A Friend from England, ch. 5

This is a serious condemnation. Brookner hates the Sandbergs, with their plausibility, their polished manners, their uncertain income, their slippery identity, their sibilant speech: most of all she hates them for their jokiness. One thinks of Paul Sturgis in Strangers, longing for the sort of proper conversation he loved in the books of his youth: Werther, Adolphe (Strangers, ch. 7), but having to make do with 'opacity', 'social niceness'. Rachel in A Friend from England is a different proposition: she long ago decided to live her life on the surface (A Friend from England, ch. 5). But discussion of the 'inner life', its value, its existence in others, comes up time and again in the novel*. Rachel may try to live dispassionately, but it is more because she knows the passion she is capable of and all Brooknerians are capable of than because she has none. She intimately knows the depths; fears, like Phlebas the Phoenician, death by water.


*For example:
...it seemed to me that she was a creature of some depth, shrewd ... but also possessing an admirable reticence, with the wit to know how to protect her inner life from the gaze of the curious. I appreciated this last trait: it is one I possess myself. (Ibid.)

Saturday, 8 April 2017

Real Contact

... he thought he might have done better, even prospered, in another era, or even another place, where the natives, the citizens, were more helpful, more curious, and indeed more candid. He longed to have lived in one of those confessional novels he had read as a young man - The Sorrows of Young Werther, Adolphe - in which whole lives were vouchsafed to the reader, with all their shame, yet as if there were no shame in the telling. Here, now, one was consciously checked by a sort of willed opacity, a social niceness that stalled one's attempts to make real contact.
Strangers, Ch. 7

Once more, in Strangers, Brookner takes stock of her strange second career. Werther takes us back to Family and Friends, Adolphe to Providence. Brookner herself, though very private, was not known for the kind of vapid small-talk she deplored in the English. A recent diary piece by Julian Barnes amusingly makes this point:
Towards the end of the first year of Anita Brookner’s deathtime, I was remembering my meetings and conversations with her. What we talked about: art, books, the literary world, France, friends in common. What we didn’t talk about: her early years, her personal life, politics (I never knew whether or how she voted), or anything practical. No exchange of recipes. No mention of sport. ‘Anita, what do you think of Ireland’s chances in the Six Nations?’ was not a question that ever came to my lips.

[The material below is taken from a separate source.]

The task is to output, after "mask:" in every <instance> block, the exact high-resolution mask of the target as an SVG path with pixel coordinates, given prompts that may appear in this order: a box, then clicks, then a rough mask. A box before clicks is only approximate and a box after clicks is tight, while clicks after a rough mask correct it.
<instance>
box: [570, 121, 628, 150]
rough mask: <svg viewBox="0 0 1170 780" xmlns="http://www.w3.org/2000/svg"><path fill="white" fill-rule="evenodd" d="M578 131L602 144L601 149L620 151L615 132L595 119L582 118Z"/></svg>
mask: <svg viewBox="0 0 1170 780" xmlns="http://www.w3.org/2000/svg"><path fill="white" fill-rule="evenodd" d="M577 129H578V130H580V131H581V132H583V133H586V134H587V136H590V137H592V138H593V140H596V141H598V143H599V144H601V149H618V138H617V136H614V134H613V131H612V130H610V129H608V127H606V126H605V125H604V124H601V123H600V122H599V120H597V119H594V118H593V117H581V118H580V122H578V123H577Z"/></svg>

I remember her telling me that she had just finished a novel and so, for the moment, was ‘doing exactly what I like’. I said, teasingly: ‘Well, in your case that probably means rereading Proust.’ Her eyes widened in alarm: ‘How did you guess?’

Saturday, 31 December 2016

On Goethe

Brookner makes reference now and again to Goethe. Family and Friends begins with an epigraph from Werther. At least one later Brookner novel (Altered States?) namechecks Elective Affinities.

The Frankfurt Goethehaus looks at first like a genuine eighteenth-century house but like many old-looking buildings in Germany it is in large part a postwar reconstruction. In another part of the building there's a small art gallery: Tischbein, Fuessli, Hackert, minor Caspar David Friedrich. Brookner's comment somewhere about Friedrich's threadbare religious imagery apparently spoilt for ever Brian Sewell's appreciation of the painter.